A grande estrutura, considerada uma das mais imponentes da península ibérica, foi objeto de escavações arqueológicas em 1965, conduzidas por Henrique Leonor Pina. Essas escavações trouxeram à luz numerosos artefatos, incluindo tábuas de ardósia e objetos de cobre, que hoje estão guardados no museu de Évora. A Anta Grande do Zambujeiro foi declarada monumento nacional em 1971, uma testemunha de sua importância histórica e cultural.
História e origens
A Anta Grande do Zambujeiro é um símbolo da cultura dolménica que caracteriza a região de Évora. Construída entre 4000 e 3000 a.C., esta estrutura megalítica faz parte de um vasto panorama de monumentos que testemunham a engenhosidade e as crenças das populações pré-históricas. Sua construção está associada a rituais funerários e práticas espirituais, tornando-a um lugar de grande significado para as comunidades do passado.

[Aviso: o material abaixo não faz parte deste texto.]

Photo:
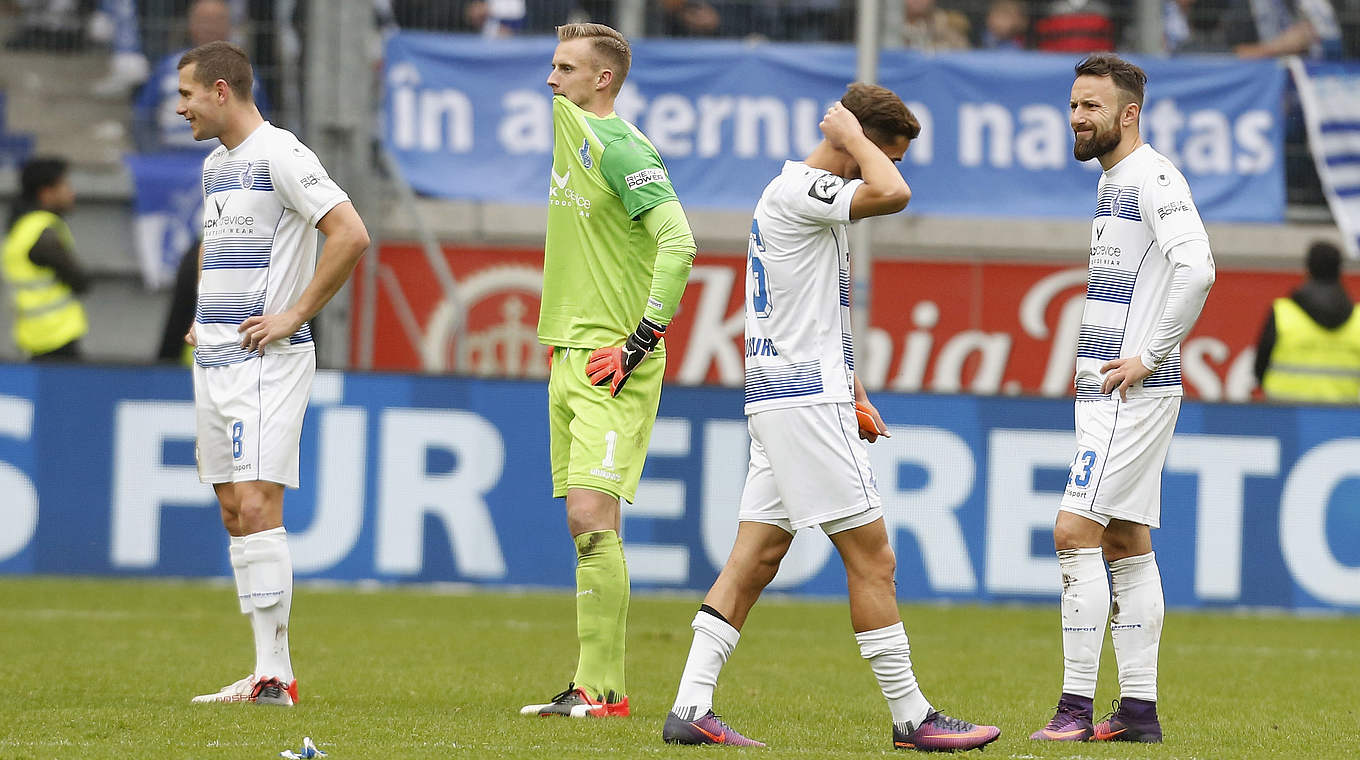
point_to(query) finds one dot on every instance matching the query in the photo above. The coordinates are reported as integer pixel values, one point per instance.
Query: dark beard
(1096, 146)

A descoberta de vários artefatos durante as escavações suscitou um notável interesse entre historiadores e arqueólogos. Entre os objetos descobertos, há itens de uso cotidiano e símbolos de status, que oferecem um vislumbre da vida social e cultural daquele período. A controvérsia levantada pelos métodos de escavação destacou a importância da preservação dos sítios arqueológicos, evidenciando a necessidade de abordagens respeitosas e informadas.